To find all the occurrences of a regular expression in a given text, use the iterator std::regex_iterator (example 2):

auto end = std::sregex_iterator{};
for (auto it=std::sregex_iterator{ std::begin(text),
                                   std::end(text), rx };
     it != end; ++it)
{
  std::cout << '\'' << (*it)[1] << "'='"
            << (*it)[2] << '\'' << '\n';
}

To iterate through all the subexpressions of a match, use the iterator std::regex_token_iterator (example 3):

auto end = std::sregex_token_iterator{};
for (auto it = std::sregex_token_iterator{
                  std::begin(text), std::end(text), rx };
     it != end; ++it)
{
  std::cout << *it << '\n';
}

How it works...

A simple regular expression that can parse the input file shown earlier may look like this:

^(?!#)(\w+)\s*=\s*([\w\d]+[\w\d._,\-:]*)$

This regular expression is supposed to ignore all lines that start with a #; for those that do not start with #, match a name followed by the equals sign and then a value that can be composed of alphanumeric characters and several other characters (underscore, dot, comma, and so on). The exact meaning of this regular expression is explained as follows:

Part	Description
`^`	Start of line.
`(?!#)`	A negative lookahead that makes sure that it is not possible to match the `#` character.
`(\w)+`	A capturing group representing an identifier of at least a one-word character.
`\s*`	Any whitespaces.
`=`	Equals sign.
`\s*`	Any whitespaces.
`([\w\d]+[\w\d._,\-:]*)`	A capturing group representing a value that starts with an alphanumeric character, but can also contain a dot, comma, backslash, hyphen, colon, or an underscore.
`$`	End of line.

We can use std::regex_search() to search for a match anywhere in the input text. This algorithm has several overloads, but in general, they work in the same way. You must specify the range of characters to work through, an output std::match_results object that will contain the result of the match, and an std::basic_regex object representing the regular expression and matching flags (which define the way the search is done). The function returns true if a match was found or false otherwise.

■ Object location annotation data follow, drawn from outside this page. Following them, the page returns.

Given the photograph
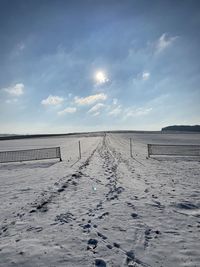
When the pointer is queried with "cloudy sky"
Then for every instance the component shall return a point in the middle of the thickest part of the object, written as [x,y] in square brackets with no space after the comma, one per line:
[86,65]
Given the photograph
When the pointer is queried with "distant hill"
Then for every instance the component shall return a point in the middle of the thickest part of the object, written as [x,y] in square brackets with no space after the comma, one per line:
[182,128]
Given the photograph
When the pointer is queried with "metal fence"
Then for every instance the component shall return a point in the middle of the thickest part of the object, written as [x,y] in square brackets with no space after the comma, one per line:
[173,150]
[30,154]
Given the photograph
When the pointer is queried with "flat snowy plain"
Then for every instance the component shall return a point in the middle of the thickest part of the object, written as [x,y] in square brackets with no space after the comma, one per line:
[107,209]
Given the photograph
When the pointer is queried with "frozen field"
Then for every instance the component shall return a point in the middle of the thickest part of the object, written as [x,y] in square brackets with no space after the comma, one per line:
[107,209]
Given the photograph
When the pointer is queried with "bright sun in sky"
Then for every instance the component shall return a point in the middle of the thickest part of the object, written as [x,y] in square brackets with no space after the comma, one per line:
[100,77]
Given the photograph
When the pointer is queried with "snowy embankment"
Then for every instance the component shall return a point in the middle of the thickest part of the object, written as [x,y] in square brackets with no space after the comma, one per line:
[107,209]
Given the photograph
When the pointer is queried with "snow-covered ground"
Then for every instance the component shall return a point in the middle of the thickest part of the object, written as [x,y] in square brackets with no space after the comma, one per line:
[107,209]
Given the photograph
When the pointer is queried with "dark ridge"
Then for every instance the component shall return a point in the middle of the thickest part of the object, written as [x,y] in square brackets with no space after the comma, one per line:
[182,128]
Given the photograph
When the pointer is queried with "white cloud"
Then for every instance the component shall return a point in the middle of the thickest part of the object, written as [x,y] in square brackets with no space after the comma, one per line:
[164,41]
[145,75]
[90,99]
[96,114]
[21,46]
[116,111]
[137,112]
[96,108]
[15,90]
[10,101]
[52,100]
[67,110]
[115,101]
[101,78]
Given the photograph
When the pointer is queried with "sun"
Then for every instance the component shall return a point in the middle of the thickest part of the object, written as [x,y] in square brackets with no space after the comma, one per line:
[100,77]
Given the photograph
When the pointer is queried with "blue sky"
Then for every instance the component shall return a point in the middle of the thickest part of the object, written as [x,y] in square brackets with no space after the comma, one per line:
[89,65]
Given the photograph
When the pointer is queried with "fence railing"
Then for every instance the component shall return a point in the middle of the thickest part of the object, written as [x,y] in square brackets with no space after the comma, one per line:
[173,150]
[30,154]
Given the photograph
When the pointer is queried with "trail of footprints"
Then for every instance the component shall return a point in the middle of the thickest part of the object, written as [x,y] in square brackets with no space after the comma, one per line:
[87,225]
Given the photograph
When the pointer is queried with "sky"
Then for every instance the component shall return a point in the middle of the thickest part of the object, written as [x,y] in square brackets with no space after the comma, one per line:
[88,65]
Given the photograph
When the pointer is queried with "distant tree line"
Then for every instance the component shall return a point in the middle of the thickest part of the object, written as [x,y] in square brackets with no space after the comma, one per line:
[183,128]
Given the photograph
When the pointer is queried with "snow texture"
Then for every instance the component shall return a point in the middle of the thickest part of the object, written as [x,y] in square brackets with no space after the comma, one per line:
[105,209]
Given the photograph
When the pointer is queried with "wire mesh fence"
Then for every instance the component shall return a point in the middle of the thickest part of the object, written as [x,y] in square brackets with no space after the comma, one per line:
[173,150]
[30,154]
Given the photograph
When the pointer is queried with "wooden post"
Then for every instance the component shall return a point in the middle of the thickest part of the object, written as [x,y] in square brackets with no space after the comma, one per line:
[148,150]
[131,152]
[60,154]
[79,145]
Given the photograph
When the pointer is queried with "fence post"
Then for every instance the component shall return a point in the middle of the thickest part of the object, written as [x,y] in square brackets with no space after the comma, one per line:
[79,145]
[148,149]
[131,152]
[59,154]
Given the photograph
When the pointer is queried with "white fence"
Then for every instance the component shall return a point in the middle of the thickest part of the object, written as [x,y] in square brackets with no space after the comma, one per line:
[173,150]
[30,154]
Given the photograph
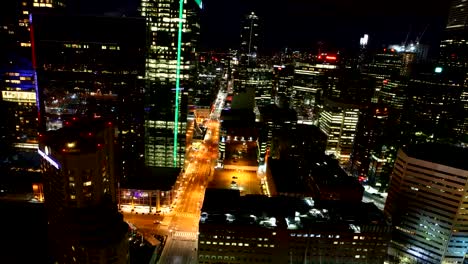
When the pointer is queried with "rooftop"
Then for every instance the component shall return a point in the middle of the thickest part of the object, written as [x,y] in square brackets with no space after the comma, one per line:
[228,207]
[153,178]
[286,176]
[77,136]
[445,154]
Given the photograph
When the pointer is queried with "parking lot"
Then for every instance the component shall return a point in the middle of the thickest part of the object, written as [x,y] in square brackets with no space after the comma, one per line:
[246,181]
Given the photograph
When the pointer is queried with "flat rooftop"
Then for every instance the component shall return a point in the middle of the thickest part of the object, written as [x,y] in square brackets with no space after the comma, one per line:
[228,207]
[445,154]
[286,176]
[153,178]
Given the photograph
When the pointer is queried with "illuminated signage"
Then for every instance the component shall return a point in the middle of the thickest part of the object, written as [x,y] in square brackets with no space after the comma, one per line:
[19,96]
[199,3]
[49,159]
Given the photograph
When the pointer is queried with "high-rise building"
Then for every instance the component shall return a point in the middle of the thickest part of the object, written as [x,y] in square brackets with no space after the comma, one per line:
[369,143]
[249,40]
[162,19]
[91,69]
[454,55]
[453,45]
[310,82]
[433,110]
[80,187]
[16,71]
[427,203]
[339,122]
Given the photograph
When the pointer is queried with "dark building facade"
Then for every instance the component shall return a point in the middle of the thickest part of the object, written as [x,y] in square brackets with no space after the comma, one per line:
[162,21]
[288,230]
[91,69]
[80,187]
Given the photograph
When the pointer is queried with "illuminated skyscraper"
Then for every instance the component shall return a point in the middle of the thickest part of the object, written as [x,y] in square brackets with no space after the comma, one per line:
[80,187]
[17,80]
[92,69]
[310,82]
[249,40]
[427,202]
[162,19]
[339,123]
[453,47]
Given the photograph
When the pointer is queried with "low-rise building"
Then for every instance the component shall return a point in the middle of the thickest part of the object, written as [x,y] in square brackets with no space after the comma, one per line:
[260,229]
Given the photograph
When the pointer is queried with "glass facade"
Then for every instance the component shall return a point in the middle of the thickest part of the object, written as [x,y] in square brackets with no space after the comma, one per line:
[162,18]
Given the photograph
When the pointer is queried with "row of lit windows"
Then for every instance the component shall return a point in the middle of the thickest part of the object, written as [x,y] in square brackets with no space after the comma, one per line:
[234,244]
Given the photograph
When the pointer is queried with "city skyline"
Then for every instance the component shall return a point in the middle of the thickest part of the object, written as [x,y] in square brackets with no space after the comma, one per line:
[175,131]
[339,23]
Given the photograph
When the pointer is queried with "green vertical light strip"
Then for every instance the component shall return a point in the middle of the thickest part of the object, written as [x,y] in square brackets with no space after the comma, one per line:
[179,49]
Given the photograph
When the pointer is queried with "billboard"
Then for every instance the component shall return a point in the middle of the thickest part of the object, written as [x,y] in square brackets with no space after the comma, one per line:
[19,96]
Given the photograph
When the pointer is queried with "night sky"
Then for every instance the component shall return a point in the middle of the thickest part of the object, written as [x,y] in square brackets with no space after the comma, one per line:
[303,23]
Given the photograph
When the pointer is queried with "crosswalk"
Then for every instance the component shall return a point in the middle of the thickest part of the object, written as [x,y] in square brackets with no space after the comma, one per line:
[183,214]
[187,235]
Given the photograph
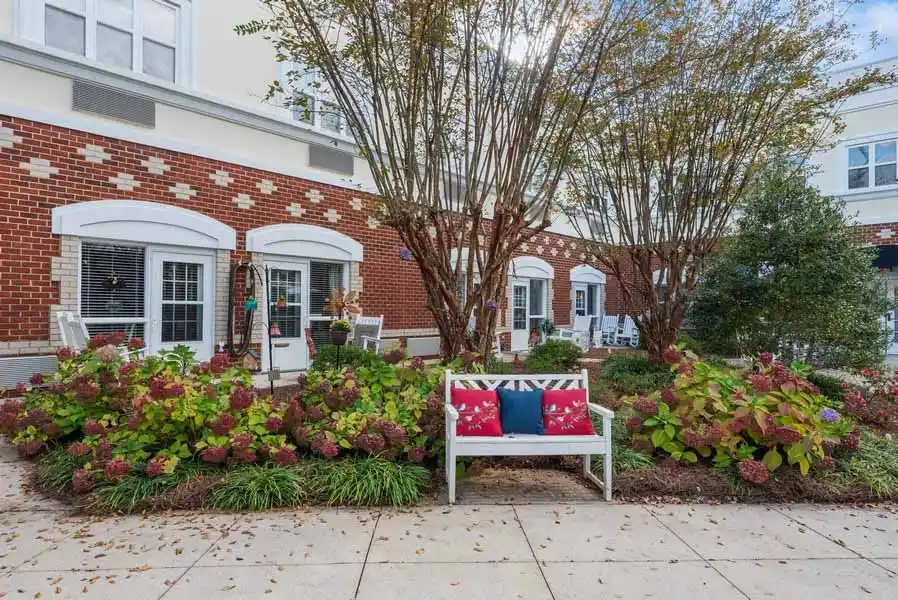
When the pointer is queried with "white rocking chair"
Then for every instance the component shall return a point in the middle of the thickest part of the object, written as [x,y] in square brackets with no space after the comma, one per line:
[608,331]
[366,332]
[73,333]
[628,334]
[578,333]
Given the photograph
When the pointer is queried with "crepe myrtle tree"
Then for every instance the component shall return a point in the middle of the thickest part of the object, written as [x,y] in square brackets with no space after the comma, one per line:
[465,111]
[716,86]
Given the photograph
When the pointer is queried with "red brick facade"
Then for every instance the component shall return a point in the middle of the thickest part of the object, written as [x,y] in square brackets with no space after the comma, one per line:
[44,166]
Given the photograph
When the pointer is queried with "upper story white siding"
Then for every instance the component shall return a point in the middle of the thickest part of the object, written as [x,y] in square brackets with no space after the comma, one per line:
[861,166]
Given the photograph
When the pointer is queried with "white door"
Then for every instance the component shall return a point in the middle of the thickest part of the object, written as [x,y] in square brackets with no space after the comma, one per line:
[182,302]
[520,317]
[287,307]
[580,291]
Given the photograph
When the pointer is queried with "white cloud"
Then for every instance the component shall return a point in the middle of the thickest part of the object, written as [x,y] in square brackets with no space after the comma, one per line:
[879,16]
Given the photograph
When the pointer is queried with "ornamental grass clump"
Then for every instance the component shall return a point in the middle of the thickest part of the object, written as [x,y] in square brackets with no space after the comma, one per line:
[757,421]
[144,415]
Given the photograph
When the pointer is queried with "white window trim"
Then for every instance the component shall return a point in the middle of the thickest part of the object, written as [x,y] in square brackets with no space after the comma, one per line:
[136,221]
[28,23]
[319,96]
[870,166]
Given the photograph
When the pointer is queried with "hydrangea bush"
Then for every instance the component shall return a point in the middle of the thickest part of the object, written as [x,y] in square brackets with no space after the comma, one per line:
[756,420]
[119,416]
[878,403]
[380,410]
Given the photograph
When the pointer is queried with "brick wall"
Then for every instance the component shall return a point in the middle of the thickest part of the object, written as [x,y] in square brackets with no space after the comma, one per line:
[44,166]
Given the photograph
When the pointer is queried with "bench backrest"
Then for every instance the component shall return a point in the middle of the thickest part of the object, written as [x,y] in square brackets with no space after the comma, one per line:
[492,381]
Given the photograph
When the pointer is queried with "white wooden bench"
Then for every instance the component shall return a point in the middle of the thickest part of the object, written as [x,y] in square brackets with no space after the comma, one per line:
[521,444]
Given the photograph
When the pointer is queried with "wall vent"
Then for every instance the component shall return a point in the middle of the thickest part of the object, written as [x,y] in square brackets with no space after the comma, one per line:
[112,103]
[322,157]
[19,369]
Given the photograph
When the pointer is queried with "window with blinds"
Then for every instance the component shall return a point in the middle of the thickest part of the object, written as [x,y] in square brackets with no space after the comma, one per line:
[113,288]
[324,278]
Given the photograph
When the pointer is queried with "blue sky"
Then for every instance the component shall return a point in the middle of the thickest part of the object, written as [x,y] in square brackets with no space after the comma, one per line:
[875,15]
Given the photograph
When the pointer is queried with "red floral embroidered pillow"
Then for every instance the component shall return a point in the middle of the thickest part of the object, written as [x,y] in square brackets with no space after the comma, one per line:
[478,412]
[565,413]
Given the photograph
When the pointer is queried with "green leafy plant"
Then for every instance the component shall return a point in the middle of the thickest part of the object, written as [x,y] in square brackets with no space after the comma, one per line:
[381,410]
[758,420]
[254,487]
[873,466]
[370,481]
[332,357]
[341,325]
[132,491]
[55,468]
[634,374]
[554,356]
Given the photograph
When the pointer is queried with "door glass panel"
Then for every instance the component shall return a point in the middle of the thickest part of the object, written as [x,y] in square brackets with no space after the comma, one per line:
[182,311]
[537,296]
[519,313]
[285,285]
[591,293]
[580,302]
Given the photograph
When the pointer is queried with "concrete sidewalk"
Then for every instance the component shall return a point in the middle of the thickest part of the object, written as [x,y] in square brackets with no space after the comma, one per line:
[534,552]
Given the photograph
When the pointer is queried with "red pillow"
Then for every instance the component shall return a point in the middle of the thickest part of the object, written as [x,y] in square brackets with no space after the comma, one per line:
[565,413]
[478,412]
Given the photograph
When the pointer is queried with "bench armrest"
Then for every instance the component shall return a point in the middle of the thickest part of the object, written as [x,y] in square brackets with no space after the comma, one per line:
[601,410]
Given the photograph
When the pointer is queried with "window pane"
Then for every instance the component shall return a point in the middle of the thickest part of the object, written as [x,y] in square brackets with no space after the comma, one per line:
[858,178]
[330,117]
[160,21]
[885,152]
[158,60]
[858,156]
[885,175]
[536,297]
[303,108]
[64,30]
[112,281]
[118,13]
[324,278]
[114,47]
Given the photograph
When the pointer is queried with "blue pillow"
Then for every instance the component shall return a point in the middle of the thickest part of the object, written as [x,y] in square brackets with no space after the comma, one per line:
[521,412]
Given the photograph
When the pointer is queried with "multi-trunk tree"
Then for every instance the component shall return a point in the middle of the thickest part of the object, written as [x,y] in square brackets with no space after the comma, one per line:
[714,88]
[465,111]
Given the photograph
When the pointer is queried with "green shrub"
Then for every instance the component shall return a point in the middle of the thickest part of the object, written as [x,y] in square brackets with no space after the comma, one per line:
[132,491]
[254,487]
[387,411]
[624,457]
[830,387]
[554,356]
[370,481]
[333,357]
[756,420]
[54,470]
[874,466]
[634,374]
[150,413]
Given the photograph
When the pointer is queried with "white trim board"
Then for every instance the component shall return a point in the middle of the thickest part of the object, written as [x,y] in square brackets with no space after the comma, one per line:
[531,267]
[146,222]
[129,134]
[307,241]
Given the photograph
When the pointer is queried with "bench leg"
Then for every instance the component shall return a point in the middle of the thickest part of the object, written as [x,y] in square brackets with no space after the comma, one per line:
[450,476]
[607,475]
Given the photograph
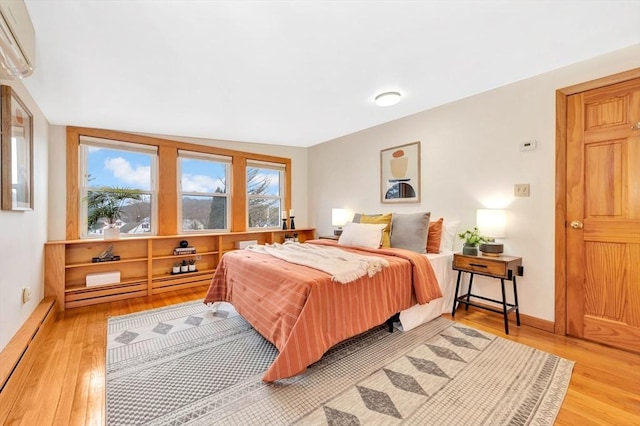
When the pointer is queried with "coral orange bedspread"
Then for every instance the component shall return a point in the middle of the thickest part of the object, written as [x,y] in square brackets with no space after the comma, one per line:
[303,313]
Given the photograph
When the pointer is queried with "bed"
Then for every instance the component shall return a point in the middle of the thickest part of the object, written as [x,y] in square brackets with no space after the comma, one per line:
[304,313]
[422,313]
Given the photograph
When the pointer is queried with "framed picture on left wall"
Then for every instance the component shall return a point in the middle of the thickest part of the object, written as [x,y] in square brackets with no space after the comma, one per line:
[16,149]
[400,174]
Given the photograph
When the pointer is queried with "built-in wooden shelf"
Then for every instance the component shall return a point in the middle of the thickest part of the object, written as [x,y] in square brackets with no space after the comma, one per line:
[145,264]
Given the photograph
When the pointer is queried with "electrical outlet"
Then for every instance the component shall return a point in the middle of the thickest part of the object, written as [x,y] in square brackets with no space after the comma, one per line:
[26,294]
[521,190]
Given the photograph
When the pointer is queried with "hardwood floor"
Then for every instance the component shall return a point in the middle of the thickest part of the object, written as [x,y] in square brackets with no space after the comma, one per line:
[63,382]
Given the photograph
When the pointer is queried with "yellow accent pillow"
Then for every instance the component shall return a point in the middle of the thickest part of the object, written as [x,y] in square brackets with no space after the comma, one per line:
[380,219]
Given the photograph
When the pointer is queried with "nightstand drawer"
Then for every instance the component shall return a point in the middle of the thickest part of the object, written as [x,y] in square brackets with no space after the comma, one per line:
[480,265]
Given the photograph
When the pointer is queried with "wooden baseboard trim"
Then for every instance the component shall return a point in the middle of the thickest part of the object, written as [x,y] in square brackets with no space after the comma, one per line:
[527,320]
[34,327]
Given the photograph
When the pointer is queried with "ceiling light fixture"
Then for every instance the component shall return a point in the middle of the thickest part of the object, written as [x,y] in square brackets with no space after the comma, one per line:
[387,98]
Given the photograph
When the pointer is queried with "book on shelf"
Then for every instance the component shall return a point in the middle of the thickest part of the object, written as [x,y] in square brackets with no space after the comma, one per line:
[184,250]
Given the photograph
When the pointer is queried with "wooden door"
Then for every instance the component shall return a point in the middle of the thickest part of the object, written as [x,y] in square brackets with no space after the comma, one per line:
[603,215]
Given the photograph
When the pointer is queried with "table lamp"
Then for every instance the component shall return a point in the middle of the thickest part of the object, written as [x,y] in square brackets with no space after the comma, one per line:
[338,218]
[492,224]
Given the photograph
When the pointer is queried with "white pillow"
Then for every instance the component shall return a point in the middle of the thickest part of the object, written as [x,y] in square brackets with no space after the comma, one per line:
[367,235]
[449,229]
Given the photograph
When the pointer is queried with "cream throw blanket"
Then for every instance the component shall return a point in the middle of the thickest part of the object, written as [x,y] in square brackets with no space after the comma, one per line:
[343,266]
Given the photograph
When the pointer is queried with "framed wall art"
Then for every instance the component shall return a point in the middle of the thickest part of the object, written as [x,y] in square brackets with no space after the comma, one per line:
[16,152]
[400,174]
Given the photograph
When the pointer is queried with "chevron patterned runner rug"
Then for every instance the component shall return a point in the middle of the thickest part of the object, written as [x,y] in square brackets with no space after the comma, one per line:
[184,365]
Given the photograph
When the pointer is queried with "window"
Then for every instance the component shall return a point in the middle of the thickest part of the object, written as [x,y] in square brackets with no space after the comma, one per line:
[106,164]
[204,191]
[265,193]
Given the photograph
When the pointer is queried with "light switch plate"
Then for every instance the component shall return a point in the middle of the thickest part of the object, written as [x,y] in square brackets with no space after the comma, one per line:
[521,190]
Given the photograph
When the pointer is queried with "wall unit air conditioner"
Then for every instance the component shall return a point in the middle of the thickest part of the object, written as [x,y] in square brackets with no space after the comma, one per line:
[17,40]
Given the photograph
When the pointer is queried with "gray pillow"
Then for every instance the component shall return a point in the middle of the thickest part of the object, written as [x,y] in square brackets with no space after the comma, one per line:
[358,216]
[410,231]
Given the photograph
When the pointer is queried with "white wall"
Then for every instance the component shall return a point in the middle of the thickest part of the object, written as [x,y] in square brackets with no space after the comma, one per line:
[57,178]
[23,234]
[470,160]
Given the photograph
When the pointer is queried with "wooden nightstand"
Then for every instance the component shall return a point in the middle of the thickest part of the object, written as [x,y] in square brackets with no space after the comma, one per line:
[501,267]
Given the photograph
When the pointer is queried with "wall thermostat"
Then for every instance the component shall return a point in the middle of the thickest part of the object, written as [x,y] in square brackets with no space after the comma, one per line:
[528,145]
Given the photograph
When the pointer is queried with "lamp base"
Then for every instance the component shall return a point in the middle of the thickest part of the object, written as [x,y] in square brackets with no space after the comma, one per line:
[492,249]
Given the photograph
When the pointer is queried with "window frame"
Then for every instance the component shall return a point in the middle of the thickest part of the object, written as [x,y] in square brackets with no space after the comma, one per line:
[167,202]
[281,168]
[227,194]
[84,145]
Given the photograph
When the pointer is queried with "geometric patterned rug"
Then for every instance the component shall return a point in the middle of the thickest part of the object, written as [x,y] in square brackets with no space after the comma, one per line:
[185,365]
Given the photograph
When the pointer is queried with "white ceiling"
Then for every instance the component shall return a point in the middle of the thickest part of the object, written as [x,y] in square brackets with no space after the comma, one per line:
[297,72]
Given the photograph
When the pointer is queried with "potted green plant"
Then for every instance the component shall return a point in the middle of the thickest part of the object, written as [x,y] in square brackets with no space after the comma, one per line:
[105,205]
[472,239]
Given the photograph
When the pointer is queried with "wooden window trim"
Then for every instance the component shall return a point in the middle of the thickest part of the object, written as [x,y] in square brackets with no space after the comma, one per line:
[167,178]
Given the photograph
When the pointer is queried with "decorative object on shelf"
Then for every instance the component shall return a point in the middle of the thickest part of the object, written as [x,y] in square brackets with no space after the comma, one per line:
[400,174]
[184,250]
[492,223]
[471,240]
[105,205]
[17,152]
[338,218]
[106,255]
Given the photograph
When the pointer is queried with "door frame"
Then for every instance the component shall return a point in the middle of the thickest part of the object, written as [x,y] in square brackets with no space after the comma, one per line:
[560,323]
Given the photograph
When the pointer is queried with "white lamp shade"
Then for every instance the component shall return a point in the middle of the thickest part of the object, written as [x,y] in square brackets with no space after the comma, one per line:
[492,223]
[339,217]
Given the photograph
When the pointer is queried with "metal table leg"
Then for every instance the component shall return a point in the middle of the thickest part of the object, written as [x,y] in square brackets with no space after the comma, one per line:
[455,295]
[504,308]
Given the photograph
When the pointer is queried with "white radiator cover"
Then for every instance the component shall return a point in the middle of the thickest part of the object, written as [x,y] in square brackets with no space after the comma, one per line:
[103,278]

In the first example from the previous section (see the fourth list item), match is an instance of std::smatch that is a typedef of std::match_results with string::const_iterator as the template type. If a match was found, this object will contain the matching information in a sequence of values for all matched subexpressions. The submatch at index 0 is always the entire match. The submatch at index 1 is the first subexpression that was matched, the submatch at index 2 is the second subexpression that was matched, and so on. Since we have two capturing groups (which are subexpressions) in our regular expression, the std::match_results will have three submatches in the event of success. The identifier representing the name is at index 1, and the value after the equals sign is at index 2. Therefore, this code only prints the following:

Figure 2.4: Output of first example

The std::regex_search() algorithm is not able to iterate through all the possible matches in a piece of text. To do that, we need to use an iterator. std::regex_iterator is intended for this purpose. It allows not only iterating through all the matches, but also accessing all the submatches of a match.

The iterator actually calls std::regex_search() upon construction and on each increment, and it remembers the resulting std::match_results from the call. The default constructor creates an iterator that represents the end of the sequence and can be used to test when the loop through the matches should stop.

In the second example from the previous section (see the fifth list item), we first create an end-of-sequence iterator, and then we start iterating through all the possible matches. When constructed, it will call std::regex_match(), and if a match is found, we can access its results through the current iterator. This will continue until no match is found (the end of the sequence). This code will print the following output:

Figure 2.5: Output of second example

An alternative to std::regex_iterator is std::regex_token_iterator. This works similar to the way std::regex_iterator works and, in fact, it contains such an iterator internally, except that it enables us to access a particular subexpression from a match. This is shown in the third example in the How to do it... section (see the sixth list item). We start by creating an end-of-sequence iterator and then loop through the matches until the end-of-sequence is reached. In the constructor we used, we did not specify the index of the subexpression to access through the iterator; therefore, the default value of 0 is used. This means this program will print all the matches:

Figure 2.6: Output of third example

If we wanted to access only the first subexpression (this means the names in our case), all we had to do was specify the index of the subexpression in the constructor of the token iterator, as shown here:

auto end = std::sregex_token_iterator{};
for (auto it = std::sregex_token_iterator{ std::begin(text),
               std::end(text), rx, 1 };
     it != end; ++it)
{
  std::cout << *it << '\n';
}

This time, the output that we get contains only the names. This is shown in the following image:

Figure 2.7: Output containing only the names

An interesting thing about the token iterator is that it can return the unmatched parts of the string if the index of the subexpressions is -1, in which case it returns an std::match_results object that corresponds to the sequence of characters between the last match and the end of the sequence:

auto end = std::sregex_token_iterator{};
for (auto it = std::sregex_token_iterator{ std::begin(text),
               std::end(text), rx, -1 };
     it != end; ++it)
{
  std::cout << *it << '\n';
}